Conquering Your Human Nature

I'd like to pose a question that has recently come to the fore of my mind: how many people do you think are intellectuals by nature? We know that, on average, consequent generations have higher IQs than previous generations. Does this translate to an equilibrium where those with intellectual proclivities dominate? My hypothesis of where we are currently is two-fold.

  1. The intellectual types are the dominant types and have, therefore, won out.

  2. The 1 minus nth (where 0<n<1) percentage of the population (<50%?) would most likely be intellectuals absent the deleterious effects of the junkified satiation of particular appetites (Eat that, Franklin).

The first hypothesis is, in some sense, not difficult to test. In fact, one could make a convincing case that we have run a massive trial of it through division of labor and specialization. As a result, the intellectualism we have is now diversified among different subcultures and groups - think crypto, academia, and Silicon Valley. This point becomes more salient if we notice a current emphasis on tangible gains to intellectual endeavors that did not exist when reading, art, and music comprised the activities with which the intellectual class occupied themselves i.e., TikTok didn’t exist back then. This is not wrong; in fact, the backbone of most firms producing most of the economic value and social impact today are technical and philosophical.

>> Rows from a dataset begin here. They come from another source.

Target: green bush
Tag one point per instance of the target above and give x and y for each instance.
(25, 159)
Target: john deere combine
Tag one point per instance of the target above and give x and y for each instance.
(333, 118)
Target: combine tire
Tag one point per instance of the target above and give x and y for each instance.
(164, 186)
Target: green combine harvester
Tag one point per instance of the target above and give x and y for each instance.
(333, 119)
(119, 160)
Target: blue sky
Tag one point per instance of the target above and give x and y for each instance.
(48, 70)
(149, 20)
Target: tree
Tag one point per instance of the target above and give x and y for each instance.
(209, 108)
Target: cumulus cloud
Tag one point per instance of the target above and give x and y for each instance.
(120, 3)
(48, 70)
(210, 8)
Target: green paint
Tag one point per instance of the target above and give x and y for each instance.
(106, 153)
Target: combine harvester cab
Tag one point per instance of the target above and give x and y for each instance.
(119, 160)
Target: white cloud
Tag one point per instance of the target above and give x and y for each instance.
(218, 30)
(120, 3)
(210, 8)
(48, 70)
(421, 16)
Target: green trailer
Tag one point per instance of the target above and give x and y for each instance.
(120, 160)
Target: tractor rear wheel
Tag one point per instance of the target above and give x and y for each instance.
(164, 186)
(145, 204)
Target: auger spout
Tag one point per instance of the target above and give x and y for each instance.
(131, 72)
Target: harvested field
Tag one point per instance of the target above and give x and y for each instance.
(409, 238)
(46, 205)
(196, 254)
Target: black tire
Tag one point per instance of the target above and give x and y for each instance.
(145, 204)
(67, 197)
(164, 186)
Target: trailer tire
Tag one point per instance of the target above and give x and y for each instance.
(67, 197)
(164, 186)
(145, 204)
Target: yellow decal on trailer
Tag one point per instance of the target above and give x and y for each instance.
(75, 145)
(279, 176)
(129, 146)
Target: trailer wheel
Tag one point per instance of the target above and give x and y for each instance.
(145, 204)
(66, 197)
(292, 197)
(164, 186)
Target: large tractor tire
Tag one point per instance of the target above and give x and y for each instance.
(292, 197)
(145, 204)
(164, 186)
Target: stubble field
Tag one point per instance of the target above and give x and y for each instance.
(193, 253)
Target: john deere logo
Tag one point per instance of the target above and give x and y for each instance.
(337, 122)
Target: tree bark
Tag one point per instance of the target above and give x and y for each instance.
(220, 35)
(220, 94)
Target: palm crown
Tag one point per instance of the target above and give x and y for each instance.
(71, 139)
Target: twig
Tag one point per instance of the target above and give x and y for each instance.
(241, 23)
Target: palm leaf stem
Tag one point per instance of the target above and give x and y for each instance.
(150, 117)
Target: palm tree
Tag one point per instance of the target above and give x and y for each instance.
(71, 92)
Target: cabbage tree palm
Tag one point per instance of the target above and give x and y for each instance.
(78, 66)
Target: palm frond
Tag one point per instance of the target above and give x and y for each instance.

The second hypothesis is also not difficult to track. In fact, it has become so ubiquitous as to be a question one asks on a first date like "What is your vice?" The main point of the question is an identification of how technologies have helped us match our human desires to the most appealing methods of satisfying these desires, good or bad. For example, pornography for the sex drive, literal junk food, YouTube, TikTok (or YouTube Shorts), and many examples in this domain. You can also run this experiment in your own life. Drop as many forms of modern entertainment as you can, limit yourself to a few choices for entertainment, and see if you end up either reading or musing about art i.e., fast.

This leads to a different way of asking the opening question. How many of us would value intellectual endeavors in the humanities if we had the bandwidth freed up for it? We know that the intellectual horsepower of these IQ increases is channeled into understanding gadgets and the internet of things with crippling levels of choice. Think about it, your parents most likely asked you to help them navigate an app or a computer because of the exponential increase in choices and options these innovations brought along. Just when you think you've figured out how to navigate and use all those choices, more gets thrown your way with the "new generation" of things. You would then ask your children how to navigate it, and they theirs, and the cycle continues. Do we read classics? Do we want to read classics? If our answers to these questions are "no" or "Why read a book when you could go into the metaverse, bruh?" then I regret to inform you that, in this domain, our progenitors were just more intelligent than us.

This post is not a revolutionary one. It is a challenge to you. It is a question of what type of individual you want to be. A challenge to take steps in the direction that will enable you to be the type of individual who does those things. As Wackford Squeers (a character in Nicholas Nickleby by Charles Dickens) says: "Subdue your appetite, my dears, and you have conquered human natur[e]."